Excluding food and energy, consumer prices rose 5.3% from a year earlier in October, easing slightly from a 5.4% rise in September.

By contrast, two of the BOC’s core inflation measures inched up. The year-over-year increase in the CPI trim was 5.3% in October, up from 5.2% in September, while the annual rate in the CPI median rose to 4.8% from 4.7%. Those measures strip out whatever is volatile at the time.

Inflation in Canada measured by the total CPI has moderated from a recent peak of 8.1% hit in June to 6.9% but it is still well above the central bank’s 2% target. 

In its quarterly Monetary Policy Report released in October, the bank revised down its consumer inflation outlook for 2022 to 6.9% from 7.2% projected in July, but that would be still much higher than the 3.4% rise in 2021. The bank also lowered its CPI forecast for 2023 to 4.1% from 4.6% forecast three months earlier.
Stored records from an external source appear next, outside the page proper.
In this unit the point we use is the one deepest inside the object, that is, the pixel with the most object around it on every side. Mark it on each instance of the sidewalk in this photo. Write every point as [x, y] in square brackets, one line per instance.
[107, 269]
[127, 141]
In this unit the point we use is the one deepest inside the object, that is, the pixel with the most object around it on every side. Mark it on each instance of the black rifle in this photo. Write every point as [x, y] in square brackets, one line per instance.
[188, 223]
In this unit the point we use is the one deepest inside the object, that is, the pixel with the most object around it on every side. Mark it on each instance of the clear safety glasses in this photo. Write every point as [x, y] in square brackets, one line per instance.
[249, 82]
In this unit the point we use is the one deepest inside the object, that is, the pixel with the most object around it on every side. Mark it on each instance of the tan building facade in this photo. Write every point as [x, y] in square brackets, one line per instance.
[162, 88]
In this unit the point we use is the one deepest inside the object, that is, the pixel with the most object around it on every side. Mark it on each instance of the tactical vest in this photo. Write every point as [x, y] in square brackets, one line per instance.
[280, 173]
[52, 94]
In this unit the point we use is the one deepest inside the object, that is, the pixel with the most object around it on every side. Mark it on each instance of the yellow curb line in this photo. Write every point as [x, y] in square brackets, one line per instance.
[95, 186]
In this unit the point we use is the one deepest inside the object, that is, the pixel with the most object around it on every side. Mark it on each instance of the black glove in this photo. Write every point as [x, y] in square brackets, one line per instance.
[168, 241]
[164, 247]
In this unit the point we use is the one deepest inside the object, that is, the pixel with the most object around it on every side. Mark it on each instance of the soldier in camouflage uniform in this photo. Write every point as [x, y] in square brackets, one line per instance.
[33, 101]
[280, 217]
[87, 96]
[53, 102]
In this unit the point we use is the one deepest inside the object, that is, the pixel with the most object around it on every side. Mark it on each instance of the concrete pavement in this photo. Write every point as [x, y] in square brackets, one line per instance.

As for the CPI in 2024, the bank forecast the annual inflation rate will come closer to its 2% target, at 2.2%, compared to 2.3% forecast in July. 

RATE HIKES FRONT-LOADED

The bank has front-loaded credit tightening, hoping to prevent high inflation from becoming entrenched, which would make it harder for the bank to bring it down without causing recession. That phase is coming to an end as the bank’s policy rate, now at 4.25%, stands well above its latest estimate for the nominal neutral interest rate in a range of 2% to 3%.

In the current tightening cycle, the move to jack up the policy rate by 100 bps to 2.5% in July was the biggest increase since 1998. Earlier, the bank conducted a 50-basis point increase each in June and April and a 25-basis point rise in March, which was the bank’s first interest rate hike since October 2018 by lifting the key rate to 0.5% from its record low 0.25%.

The bank has far more than unwound its emergency three rate cuts totaling 150 basis points conducted in March 2020 during the first wave of the global pandemic, which lowered the policy rate to 0.25% from 1.75%, a level that had been maintained for over a year since it was raised from 1.50% on Oct. 24, 2018.